QUICK & EASY HOISIN MEATBALLS

I love the start of fall because that means it’s football season! Meatballs are filling and hearty and great for a tailgate. I served this for the first time at the OSU home opener. My best friend, who hates meatballs, couldn’t get enough of them! If you are serving children and prefer not to add the wine, substitute beef broth instead.

—LISA DE PERIO DALLAS, TX



PREP: 20 MIN. • COOK: 10 MIN. + RELEASING • MAKES: ABOUT 2 DOZEN


1 cup dry red wine or beef broth

3 tablespoons hoisin sauce

2 tablespoons soy sauce

1 large egg, lightly beaten

4 green onions, chopped

1/4 cup finely chopped onion

1/4 cup minced fresh cilantro

2 garlic cloves, minced

1/2 teaspoon salt

1/2 teaspoon pepper

1 pound ground beef

1 pound ground pork

Sesame seeds

1. In a 6-qt. electric pressure cooker, whisk the wine, hoisin and soy sauce.

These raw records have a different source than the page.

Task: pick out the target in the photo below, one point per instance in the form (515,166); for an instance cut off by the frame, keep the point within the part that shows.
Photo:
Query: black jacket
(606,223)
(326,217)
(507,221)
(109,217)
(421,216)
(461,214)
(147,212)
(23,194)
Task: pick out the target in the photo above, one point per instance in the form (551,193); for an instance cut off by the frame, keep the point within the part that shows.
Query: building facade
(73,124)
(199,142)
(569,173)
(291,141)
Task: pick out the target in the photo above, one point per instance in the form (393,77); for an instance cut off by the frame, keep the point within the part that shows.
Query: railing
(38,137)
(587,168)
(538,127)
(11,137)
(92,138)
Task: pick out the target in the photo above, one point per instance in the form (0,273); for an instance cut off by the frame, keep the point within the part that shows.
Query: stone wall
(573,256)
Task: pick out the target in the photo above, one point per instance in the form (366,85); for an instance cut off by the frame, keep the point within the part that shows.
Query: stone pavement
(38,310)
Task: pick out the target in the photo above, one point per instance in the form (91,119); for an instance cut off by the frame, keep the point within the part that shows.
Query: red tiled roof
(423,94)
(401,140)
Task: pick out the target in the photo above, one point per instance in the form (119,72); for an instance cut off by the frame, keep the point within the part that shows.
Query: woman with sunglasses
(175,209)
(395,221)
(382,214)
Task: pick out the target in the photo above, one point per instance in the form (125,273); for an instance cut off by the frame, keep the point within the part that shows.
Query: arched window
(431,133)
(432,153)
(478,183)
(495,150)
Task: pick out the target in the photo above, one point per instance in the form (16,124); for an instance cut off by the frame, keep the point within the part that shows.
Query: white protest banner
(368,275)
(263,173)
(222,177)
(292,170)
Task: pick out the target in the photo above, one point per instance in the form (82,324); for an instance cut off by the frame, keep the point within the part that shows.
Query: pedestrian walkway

2. In a large bowl, combine the next seven ingredients. Add beef and pork; mix lightly but thoroughly. Shape into 1 1/2-in. meatballs; place in cooker. Lock lid; make sure the vent is closed. Select manual setting; adjust the pressure to high, and set the time for 10 minutes. When finished cooking, quick-release pressure according to manufacturer’s directions. Sprinkle with sesame seeds.

Freeze option Freeze cooled meatball mixture in freezer containers. To use, partially thaw in refrigerator overnight. Microwave, covered, on high until heated through, about 8 minutes, gently stirring halfway through.